Token Streaming (real‑time output)

using Microsoft.SemanticKernel.ChatCompletion;

var chat = kernel.GetRequiredService<IChatCompletionService>();

var stream = chat.GetStreamingChatMessageContentsAsync(
    new ChatHistory("You are a helpful assistant."),
    new ChatRequestSettings
    {
        Temperature = 0.4,
        MaxTokens = 500
    });

await foreach (var chunk in stream)
{
    Console.Write(chunk.Content);
}

6. Building Plugins/Tools (C# Methods callable by LLM)

Create a plugin class:

using Microsoft.SemanticKernel;

public sealed class TimePlugin
{
    [KernelFunction, Description("Get current time in ISO 8601")]
    public string Now() => DateTimeOffset.UtcNow.ToString("O");

    [KernelFunction, Description("Add minutes to current time")]
    public string AddMinutes([Description("Minutes to add")] int minutes)
        => DateTimeOffset.UtcNow.AddMinutes(minutes).ToString("O");
}
``

var time = new TimePlugin();
kernel.ImportPluginFromObject(time, "time");

var plannerPrompt = kernel.CreateFunctionFromPrompt("""
Given the user's need, call tools if helpful.
User asks: "What time is it now and in 90 minutes?"
""");

var output = await kernel.InvokeAsync(plannerPrompt);
Console.WriteLine(output);

The LLM can reference tools by name when guided via system prompts or planner capabilities. In more advanced scenarios, use function/tool calling interfaces for structured calls (see §8).

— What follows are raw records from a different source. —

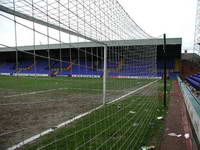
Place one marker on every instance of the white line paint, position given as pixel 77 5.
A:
pixel 132 92
pixel 73 119
pixel 45 91
pixel 51 130
pixel 31 93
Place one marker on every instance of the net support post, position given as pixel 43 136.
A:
pixel 165 69
pixel 104 74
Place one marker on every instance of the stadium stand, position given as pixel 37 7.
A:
pixel 194 81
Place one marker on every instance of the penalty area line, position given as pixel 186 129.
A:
pixel 31 139
pixel 130 93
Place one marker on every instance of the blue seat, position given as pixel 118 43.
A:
pixel 193 83
pixel 195 78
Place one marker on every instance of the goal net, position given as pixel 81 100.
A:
pixel 71 78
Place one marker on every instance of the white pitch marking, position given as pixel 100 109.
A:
pixel 71 120
pixel 132 92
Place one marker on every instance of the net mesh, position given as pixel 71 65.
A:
pixel 69 78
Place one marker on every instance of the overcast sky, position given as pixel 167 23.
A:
pixel 176 18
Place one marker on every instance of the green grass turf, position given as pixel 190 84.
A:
pixel 109 127
pixel 27 84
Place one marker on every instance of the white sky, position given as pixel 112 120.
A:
pixel 176 18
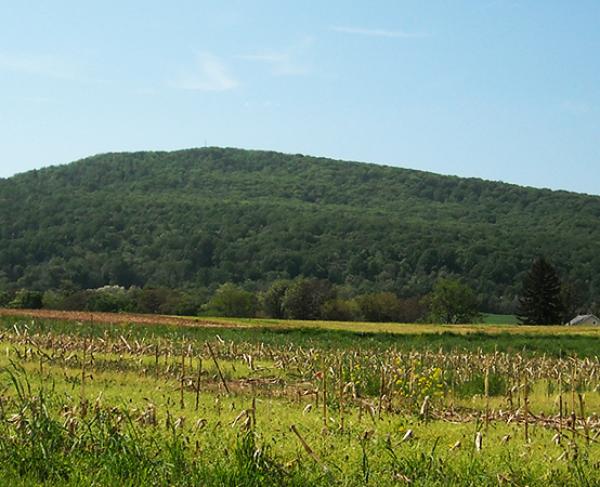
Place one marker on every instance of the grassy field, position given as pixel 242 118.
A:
pixel 297 403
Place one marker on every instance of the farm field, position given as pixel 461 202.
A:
pixel 264 402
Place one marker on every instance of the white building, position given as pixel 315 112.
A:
pixel 585 320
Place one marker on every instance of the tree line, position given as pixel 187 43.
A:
pixel 543 300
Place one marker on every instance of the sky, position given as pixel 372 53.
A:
pixel 497 89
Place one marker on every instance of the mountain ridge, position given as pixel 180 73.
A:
pixel 254 216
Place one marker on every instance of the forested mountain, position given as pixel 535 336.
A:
pixel 197 218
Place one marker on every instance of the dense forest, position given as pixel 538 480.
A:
pixel 195 219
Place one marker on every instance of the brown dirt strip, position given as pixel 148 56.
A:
pixel 121 318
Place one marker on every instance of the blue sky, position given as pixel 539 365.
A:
pixel 501 89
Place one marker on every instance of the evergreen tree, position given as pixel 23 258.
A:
pixel 540 301
pixel 452 301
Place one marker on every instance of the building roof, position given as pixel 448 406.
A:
pixel 583 318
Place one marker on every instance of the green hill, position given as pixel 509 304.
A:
pixel 199 217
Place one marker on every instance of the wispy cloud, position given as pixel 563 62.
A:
pixel 397 34
pixel 211 74
pixel 39 65
pixel 281 63
pixel 286 62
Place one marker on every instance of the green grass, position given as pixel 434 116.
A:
pixel 59 429
pixel 550 340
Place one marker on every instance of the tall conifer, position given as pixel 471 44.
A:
pixel 540 301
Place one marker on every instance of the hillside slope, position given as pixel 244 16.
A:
pixel 199 217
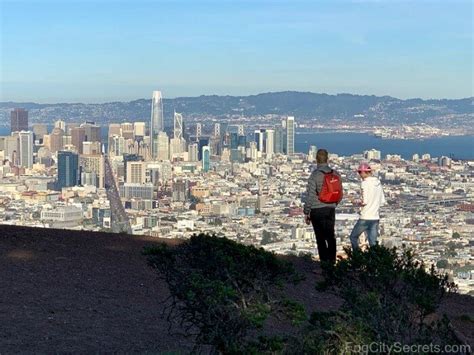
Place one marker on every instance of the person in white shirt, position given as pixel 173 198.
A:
pixel 372 198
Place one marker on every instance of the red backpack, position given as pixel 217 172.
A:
pixel 331 191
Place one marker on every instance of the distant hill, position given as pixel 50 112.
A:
pixel 88 292
pixel 304 105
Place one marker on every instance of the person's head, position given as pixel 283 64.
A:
pixel 364 170
pixel 321 156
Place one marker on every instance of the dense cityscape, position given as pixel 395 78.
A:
pixel 242 180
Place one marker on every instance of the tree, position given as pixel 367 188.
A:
pixel 222 290
pixel 442 264
pixel 388 296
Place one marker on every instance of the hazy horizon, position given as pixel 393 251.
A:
pixel 98 101
pixel 97 51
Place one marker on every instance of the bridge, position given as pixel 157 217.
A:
pixel 120 222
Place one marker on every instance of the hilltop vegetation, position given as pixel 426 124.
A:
pixel 231 297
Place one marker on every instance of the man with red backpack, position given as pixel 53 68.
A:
pixel 323 194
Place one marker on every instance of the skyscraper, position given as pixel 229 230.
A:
pixel 163 147
pixel 139 129
pixel 157 123
pixel 40 130
pixel 270 143
pixel 92 132
pixel 78 136
pixel 193 152
pixel 178 126
pixel 217 129
pixel 26 149
pixel 18 120
pixel 206 158
pixel 259 138
pixel 56 140
pixel 60 124
pixel 68 169
pixel 290 135
pixel 198 130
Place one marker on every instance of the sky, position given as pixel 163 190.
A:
pixel 109 50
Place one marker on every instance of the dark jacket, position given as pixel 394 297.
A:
pixel 315 183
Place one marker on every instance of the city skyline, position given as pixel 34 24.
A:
pixel 399 48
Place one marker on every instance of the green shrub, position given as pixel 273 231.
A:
pixel 221 291
pixel 391 294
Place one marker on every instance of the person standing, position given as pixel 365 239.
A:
pixel 372 199
pixel 320 210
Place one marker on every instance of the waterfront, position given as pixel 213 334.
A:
pixel 348 143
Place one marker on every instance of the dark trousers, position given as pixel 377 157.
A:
pixel 323 220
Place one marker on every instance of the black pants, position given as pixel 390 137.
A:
pixel 323 220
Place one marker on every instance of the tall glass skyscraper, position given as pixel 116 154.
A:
pixel 26 149
pixel 68 169
pixel 178 126
pixel 157 124
pixel 290 135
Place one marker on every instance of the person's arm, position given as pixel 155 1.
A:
pixel 365 193
pixel 310 193
pixel 383 201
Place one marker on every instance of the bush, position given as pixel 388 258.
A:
pixel 221 291
pixel 388 297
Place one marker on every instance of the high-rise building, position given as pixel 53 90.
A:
pixel 157 124
pixel 177 146
pixel 270 143
pixel 116 145
pixel 217 129
pixel 139 129
pixel 198 130
pixel 206 158
pixel 127 130
pixel 92 132
pixel 136 172
pixel 39 131
pixel 60 124
pixel 193 152
pixel 179 191
pixel 114 129
pixel 68 169
pixel 127 158
pixel 26 149
pixel 91 148
pixel 163 146
pixel 18 120
pixel 11 148
pixel 372 154
pixel 290 135
pixel 178 126
pixel 313 150
pixel 260 138
pixel 202 141
pixel 78 137
pixel 444 161
pixel 94 167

7. Memory & RAG (Retrieval Augmented Generation)

7.1 Embeddings + Vector Store

To implement RAG:

Split content into chunks
Embed each chunk
Store embeddings + metadata in a vector DB (Azure AI Search, Pinecone, Qdrant, Redis, etc.)
At query time: embed the question → similarity search → feed top chunks to LLM as grounding context.

Example: Simple Retrieval Flow (Pseudo/RAG-lite)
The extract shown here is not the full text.